An MPO for determining likelihood of central nervous system (CNS) penetration has been outlined back in 2010 when Travis Wagner and colleagues at Pfizer, using internal data, determined a six-criterion system.2 It is fair to say that this work changed the way many medicinal chemists designed their output for neuroscience targets across multiple organisations (including ours). The same authors revisited their work earlier this year with some further pseudopost-hoc validation data (more on this later). Arup Ghose is a name well known by chemoinformaticians, and I recall reading his works at the turn of the millennium alongside those of Lipinski and Oprea for filters for oral bio-availability and the like (he also attributed with the invention of the AlogP method of LogP prediction). Ghose and colleagues recently published their own ideas on a suitable CNS MPO using a humanised-QSPR type approach.

The 2010 Wagner paper has been cited over 200 times, with the Pfizer MPO being used by various organisations and groups as their primary MPO for neuroscience projects. As a result, Ghose’s suggestions are an interesting variance, especially as Ghose’s is statistically more rigorous in its design.
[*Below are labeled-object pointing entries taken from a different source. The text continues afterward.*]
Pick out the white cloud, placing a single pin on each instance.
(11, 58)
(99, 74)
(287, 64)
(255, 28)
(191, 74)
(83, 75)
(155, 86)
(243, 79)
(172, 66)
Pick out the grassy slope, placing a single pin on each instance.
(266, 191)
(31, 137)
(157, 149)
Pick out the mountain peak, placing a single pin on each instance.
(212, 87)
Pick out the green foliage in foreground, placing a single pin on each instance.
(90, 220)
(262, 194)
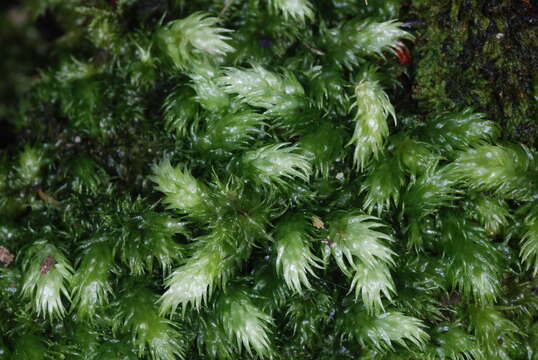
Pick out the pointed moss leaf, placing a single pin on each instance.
(415, 156)
(180, 110)
(371, 129)
(193, 282)
(150, 333)
(382, 185)
(347, 43)
(91, 286)
(147, 237)
(275, 164)
(529, 246)
(47, 273)
(298, 10)
(213, 342)
(30, 347)
(371, 283)
(424, 197)
(29, 164)
(493, 213)
(510, 171)
(459, 130)
(209, 94)
(476, 277)
(193, 38)
(233, 131)
(295, 261)
(282, 96)
(385, 330)
(182, 191)
(324, 144)
(491, 325)
(245, 323)
(355, 240)
(456, 344)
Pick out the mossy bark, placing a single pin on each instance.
(484, 54)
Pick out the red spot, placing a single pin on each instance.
(404, 56)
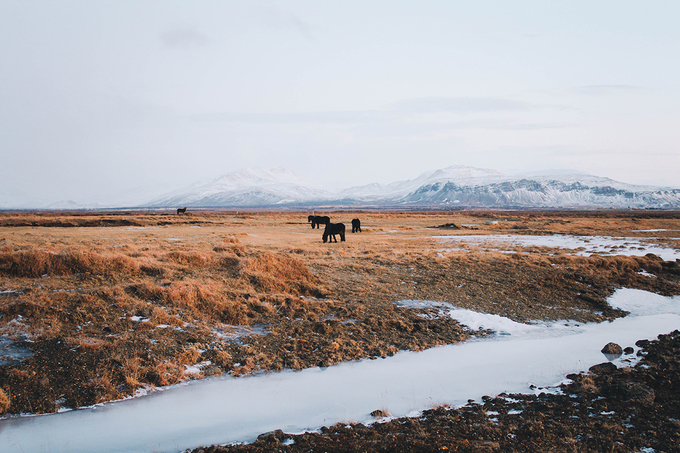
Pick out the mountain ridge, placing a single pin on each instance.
(451, 187)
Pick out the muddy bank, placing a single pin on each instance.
(606, 409)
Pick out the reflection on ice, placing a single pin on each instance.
(238, 409)
(579, 245)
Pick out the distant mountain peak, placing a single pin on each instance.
(454, 186)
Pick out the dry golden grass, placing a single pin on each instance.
(130, 299)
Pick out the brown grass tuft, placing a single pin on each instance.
(271, 272)
(5, 401)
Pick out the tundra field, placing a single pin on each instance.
(96, 306)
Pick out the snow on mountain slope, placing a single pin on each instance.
(455, 186)
(247, 187)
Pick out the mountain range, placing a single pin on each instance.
(448, 188)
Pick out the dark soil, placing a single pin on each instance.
(606, 409)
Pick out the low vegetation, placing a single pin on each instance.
(111, 303)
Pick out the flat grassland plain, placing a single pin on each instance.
(96, 306)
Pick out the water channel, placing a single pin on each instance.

 For a model to be a useful one, it needs to be validated. This is normally done by taking a data set, and randomly splitting it into a design (training) set and a validation (test) set. You build the model on the training data and see how well it holds up against the test set. This is how the Ghose model was designed and built, and hence it can statistically demonstrate its validity within the data set. In the case of the Travis MPO, they fell into the normal non-statistical pitfall of creating a Texas Sharpshooter Fallacy (like Lipinski and many others, below), in that they used the whole data set to build the model, and then had no data that was external to the training set in order to validate it. In the case of Wager’s 2016 paper, they effectively demonstrated conformational bias in recent development.

A Texas Sharpshooter Fallacy is a mathematical fault-of-reasoning where a person shoots a wall with a gun and then goes and draws the target around all of the bullets in the wall, and claims they were all within the target. Without an extra set of bullets to then go back and shoot into the target, you cannot validate how good a shot he is. This is basically the use of all of the available data in the creation of a model, and leaving none aside to test it with, and then calling it successful because all of the data matches (even though it was the same data used to make the model).
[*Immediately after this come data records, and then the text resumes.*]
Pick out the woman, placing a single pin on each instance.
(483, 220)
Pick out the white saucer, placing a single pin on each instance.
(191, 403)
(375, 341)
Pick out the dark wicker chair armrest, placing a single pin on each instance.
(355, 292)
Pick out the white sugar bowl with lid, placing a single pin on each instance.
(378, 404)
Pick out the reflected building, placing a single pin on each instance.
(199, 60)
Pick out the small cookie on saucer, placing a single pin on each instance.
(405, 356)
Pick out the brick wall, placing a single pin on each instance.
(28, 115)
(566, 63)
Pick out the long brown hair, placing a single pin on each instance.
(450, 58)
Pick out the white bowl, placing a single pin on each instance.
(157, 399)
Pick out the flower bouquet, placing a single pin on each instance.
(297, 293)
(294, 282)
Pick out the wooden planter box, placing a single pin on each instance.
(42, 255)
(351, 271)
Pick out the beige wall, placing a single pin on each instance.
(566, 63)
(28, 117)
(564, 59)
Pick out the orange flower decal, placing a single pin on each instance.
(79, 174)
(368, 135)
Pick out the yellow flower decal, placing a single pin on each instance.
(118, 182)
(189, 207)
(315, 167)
Figure 1: Data on numbers of candidate and drugs with their MPO ranges from Wager et al. (loc. cit.)

As can be seen in Figure 1, these are trends and not steadfast rules, however MPO’s are very useful in reducing the perceived risk of endpoint failure. There may be a problem in assessing the quality of this MPO, as many organisations use this method for development of early materials, and as a result, we have a confirmation bias issue, discussed at the end of this article.
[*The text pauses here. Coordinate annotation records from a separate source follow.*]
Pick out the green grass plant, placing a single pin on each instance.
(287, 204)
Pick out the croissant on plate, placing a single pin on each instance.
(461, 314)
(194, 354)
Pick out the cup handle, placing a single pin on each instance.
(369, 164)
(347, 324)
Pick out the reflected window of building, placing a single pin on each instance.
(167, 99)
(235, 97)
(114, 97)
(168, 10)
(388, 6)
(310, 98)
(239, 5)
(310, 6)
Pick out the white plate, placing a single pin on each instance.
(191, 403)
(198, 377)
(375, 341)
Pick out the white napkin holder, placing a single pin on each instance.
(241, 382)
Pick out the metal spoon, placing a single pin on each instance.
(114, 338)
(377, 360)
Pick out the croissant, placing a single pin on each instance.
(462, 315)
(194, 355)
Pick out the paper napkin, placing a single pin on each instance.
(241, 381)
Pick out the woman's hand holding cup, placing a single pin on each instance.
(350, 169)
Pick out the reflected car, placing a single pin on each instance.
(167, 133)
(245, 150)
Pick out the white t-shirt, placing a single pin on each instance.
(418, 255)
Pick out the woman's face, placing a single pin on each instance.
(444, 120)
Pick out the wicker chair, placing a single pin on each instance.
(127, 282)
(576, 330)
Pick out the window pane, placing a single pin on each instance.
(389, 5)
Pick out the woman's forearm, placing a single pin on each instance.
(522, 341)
Table 1 shows the different criteria used for their optimisation methods. Though it contains more components, Ghose’s system requires less computing to calculate, having only AlogP as a required machine-calculable element (the rest could be done by eye), however, realistically you would have your software do the maths for them all. Ghose and colleagues used a computational data reduction method to reduce the criteria to eight in a way that has effectively tried to reduce the elements that give variation by method (e.g. different software will determine pKa, LogP and logD differently. In fact the same software will give different values depending on the version. Recently we have seen our LogP and LogD values change overnight as ChemAxon changed the way they natively calculate those criteria). By trying to avoid these and stick to human measurable, functionally discreet criteria it becomes less method dependant. The use of AlogP rather than a complex ClogP, KlogP, ACDlogP also attempts to minimise errors (or rather make errors more consistent) where there are novel chemotypes that are not likely in the model set for the LogP calculator (see previous article on CLogP and other short stories).4

Table 1: Comparison of the criteria in both Wager MPO and Ghose TEMPO


* No method suggested

The way the criteria are scored varies between authors. In the case of Wager et al. the criteria were scored according to Figure 2 (mostly monotonic, with a hump function for tPSA), whereas Ghose used a hump function across all of the criteria (Figure 3 and Table 2).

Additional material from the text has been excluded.